Language and Illness

One of my favorite readings thus far has been the excerpt from “My Life as a Cripple” because it was an example and application of what we had previously been talking about in class. Nancy Mairs’s blunt and straightforward tone made me feel surprised at first. The opening image she gives her readers is one of her in a bathroom stall; she is honest and uncensored when it comes to expressing how she experiences life with MS. This view of her illness is reflected in the language she uses to describe herself; she opts to call herself a cripple as opposed to handicapped or disabled. 

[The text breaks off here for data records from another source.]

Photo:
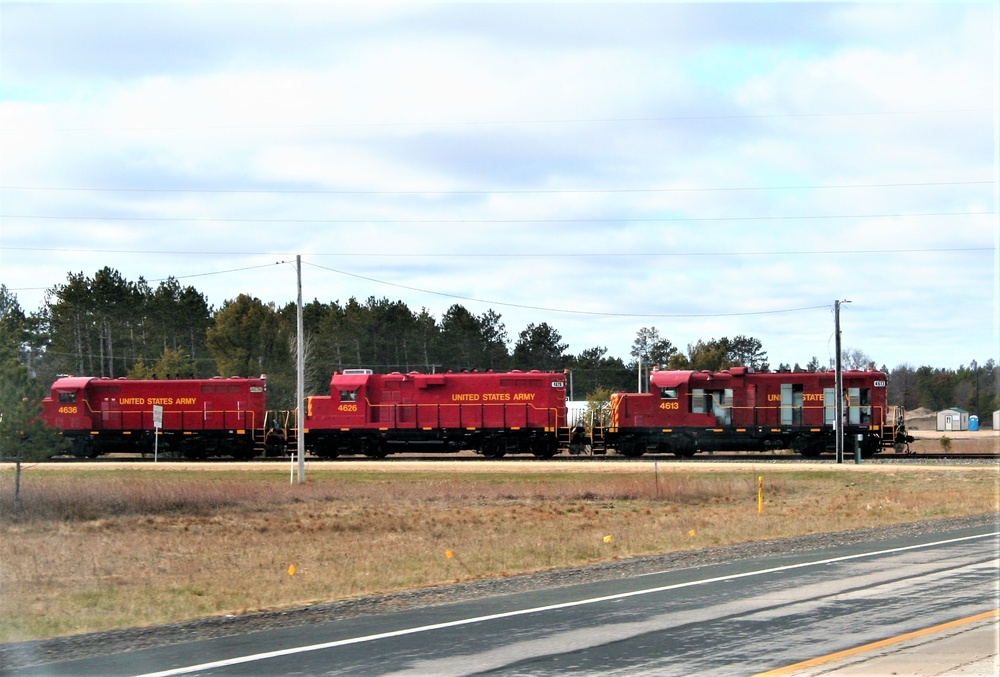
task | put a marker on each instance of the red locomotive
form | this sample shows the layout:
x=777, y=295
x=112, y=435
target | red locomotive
x=738, y=409
x=200, y=417
x=494, y=413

The fact that people wince at the word cripple exposes how we tend to obscure the illness with the desire to make everything seem nice and politically correct. This desire has led to the usage of ‘differently abled’, a word that, according to Mairs, describes both anyone and no one (Mairs 1). Thus, using these vague terms distances what is said from how Mairs experiences MS. I thought it was interesting that, while she calls herself a cripple, Mairs would never refer to anyone else as a cripple. Language has the power to shape how we view the world and ourselves which is why semantics is important when it comes to expressing illness. Certain words, like a cripple, are steeped in societal implications. How individuals use and understand language is influenced by the society and culture they live in but also their own individual experiences, like in Mairs’s account.

Mairs, Nancy. “On Being a Cripple.” University of Arizona Press, 1986, 1-10.